How translation obscured the music and wordplay of the Bible – Robert Alter |

A little off topic for this site but, oh, rules were made so they can broken.

At the very beginning of Genesis, before God speaks the world into being, the Earth is said to be, in the English of all the modern versions (except the one by Everett Fox), following the precedent of the King James Bible with only minor adjustments, ‘unformed and void’. This is a fair representation of what the Hebrew means but not at all of how it sounds. The Hebrew is tohu wavohu . The first of these two words is a well-known term that usually indicates something like ‘emptiness’, ‘trackless expanse’ or even ‘futility’. The second word could well be a nonce-word coined as a rhyme with tohu. The effect is rather like ‘helter skelter’ or ‘harum scarum’ in English, where the rhyming of bracketed terms reinforces the sense of things confused, intermingled, moving at reckless speed.
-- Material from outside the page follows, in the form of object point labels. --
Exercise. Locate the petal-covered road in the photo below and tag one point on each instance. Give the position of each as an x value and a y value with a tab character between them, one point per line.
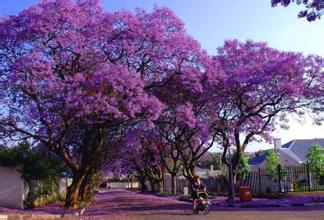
134	203
123	204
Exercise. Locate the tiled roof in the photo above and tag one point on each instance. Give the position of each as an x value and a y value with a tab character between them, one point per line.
259	159
301	147
287	145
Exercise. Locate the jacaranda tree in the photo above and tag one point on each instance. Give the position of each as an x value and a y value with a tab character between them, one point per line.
262	86
60	85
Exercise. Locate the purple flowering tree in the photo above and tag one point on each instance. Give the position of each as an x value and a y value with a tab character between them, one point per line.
262	86
61	85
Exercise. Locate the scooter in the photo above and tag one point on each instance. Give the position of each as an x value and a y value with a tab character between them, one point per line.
203	203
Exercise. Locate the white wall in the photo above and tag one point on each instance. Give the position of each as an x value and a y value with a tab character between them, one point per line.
12	188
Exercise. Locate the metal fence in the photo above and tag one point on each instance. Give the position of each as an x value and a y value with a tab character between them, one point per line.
301	178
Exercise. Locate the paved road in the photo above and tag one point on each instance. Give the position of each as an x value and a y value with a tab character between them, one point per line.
122	204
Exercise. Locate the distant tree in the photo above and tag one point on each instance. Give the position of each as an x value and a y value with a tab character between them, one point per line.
243	166
272	163
315	158
314	9
40	170
213	159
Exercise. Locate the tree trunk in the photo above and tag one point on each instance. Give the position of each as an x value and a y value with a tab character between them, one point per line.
161	188
73	191
142	182
86	188
152	183
173	185
231	191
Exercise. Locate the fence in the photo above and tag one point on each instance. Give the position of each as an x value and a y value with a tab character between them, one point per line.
301	178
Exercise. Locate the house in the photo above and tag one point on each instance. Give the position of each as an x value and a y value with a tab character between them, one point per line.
13	189
292	153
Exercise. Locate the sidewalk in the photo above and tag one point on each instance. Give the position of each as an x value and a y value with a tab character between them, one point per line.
265	202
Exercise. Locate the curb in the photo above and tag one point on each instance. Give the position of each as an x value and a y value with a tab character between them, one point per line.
273	205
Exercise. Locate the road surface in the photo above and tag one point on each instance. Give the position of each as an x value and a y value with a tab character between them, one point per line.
123	204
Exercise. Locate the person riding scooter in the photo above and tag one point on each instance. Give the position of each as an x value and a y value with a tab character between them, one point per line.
196	187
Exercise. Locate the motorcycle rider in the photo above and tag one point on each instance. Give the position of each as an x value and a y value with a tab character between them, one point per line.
196	186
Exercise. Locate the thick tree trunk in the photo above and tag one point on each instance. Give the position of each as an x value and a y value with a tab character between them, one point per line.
73	191
173	185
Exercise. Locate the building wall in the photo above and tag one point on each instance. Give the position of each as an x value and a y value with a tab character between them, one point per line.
12	188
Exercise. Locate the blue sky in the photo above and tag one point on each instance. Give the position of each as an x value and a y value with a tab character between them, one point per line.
213	21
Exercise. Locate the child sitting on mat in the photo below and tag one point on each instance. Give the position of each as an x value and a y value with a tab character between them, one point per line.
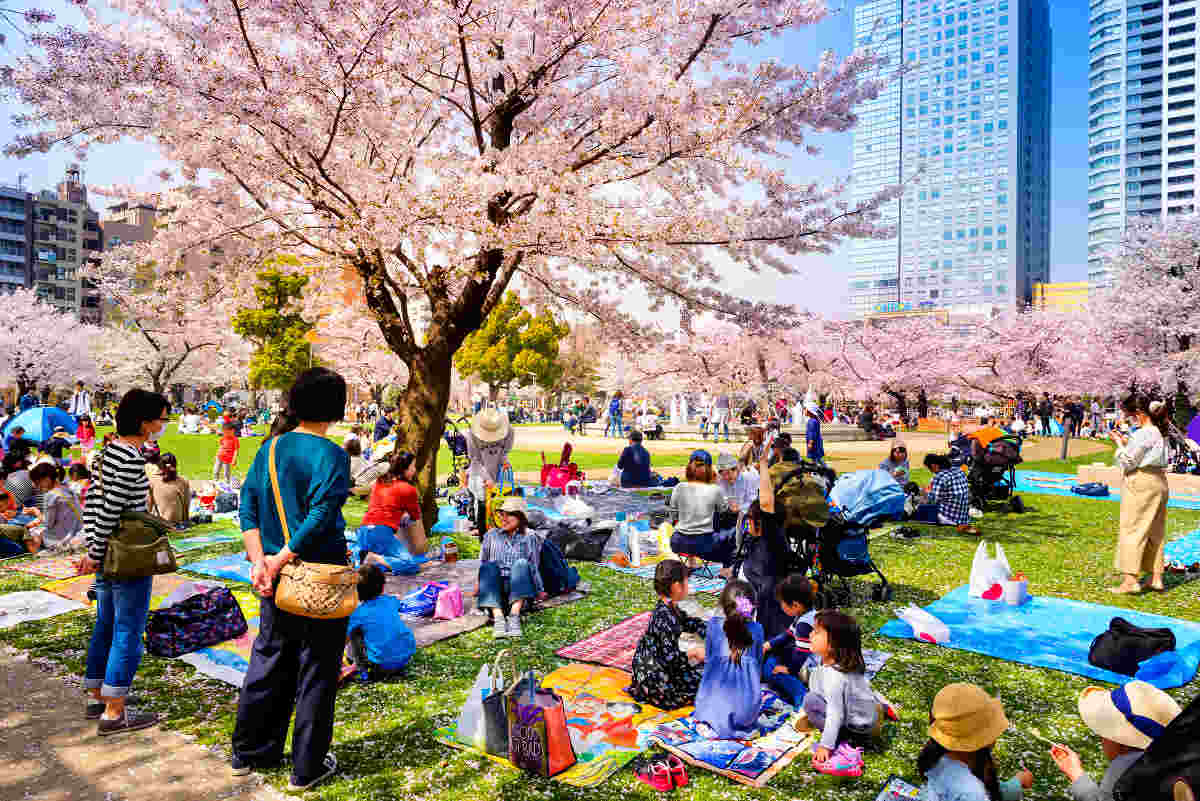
1126	720
787	656
957	764
840	702
663	675
730	694
379	642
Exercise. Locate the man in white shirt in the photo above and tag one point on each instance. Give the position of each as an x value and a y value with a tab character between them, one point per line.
81	402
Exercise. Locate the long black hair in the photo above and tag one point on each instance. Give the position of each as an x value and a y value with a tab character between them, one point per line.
981	764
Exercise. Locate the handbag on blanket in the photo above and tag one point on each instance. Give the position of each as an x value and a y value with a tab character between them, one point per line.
538	738
199	621
311	589
1125	645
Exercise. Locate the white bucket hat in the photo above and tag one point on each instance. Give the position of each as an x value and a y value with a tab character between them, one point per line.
490	426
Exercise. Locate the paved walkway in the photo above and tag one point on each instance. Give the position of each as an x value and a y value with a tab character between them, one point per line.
51	753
I thought this important to reproduce somehow in English, and not being able to come up with a workable rhyme, I settled for alliteration, translating the paired terms as ‘welter and waste’. This solution is perhaps not perfect but, as a rule, a translator is constrained to settle for a reasonable approximation.


My first year Hebrew professor was also a rabbi and a renowned scholar of rabbinical literature. He made these very same points about TOHU VAVOHOO and reiterated them regularly.


Genesis 1 has long seemed poetic to me. And that was looking only at the English translation. So Alter is pointing out that it is even more evidently poetic when read in the original Hebrew.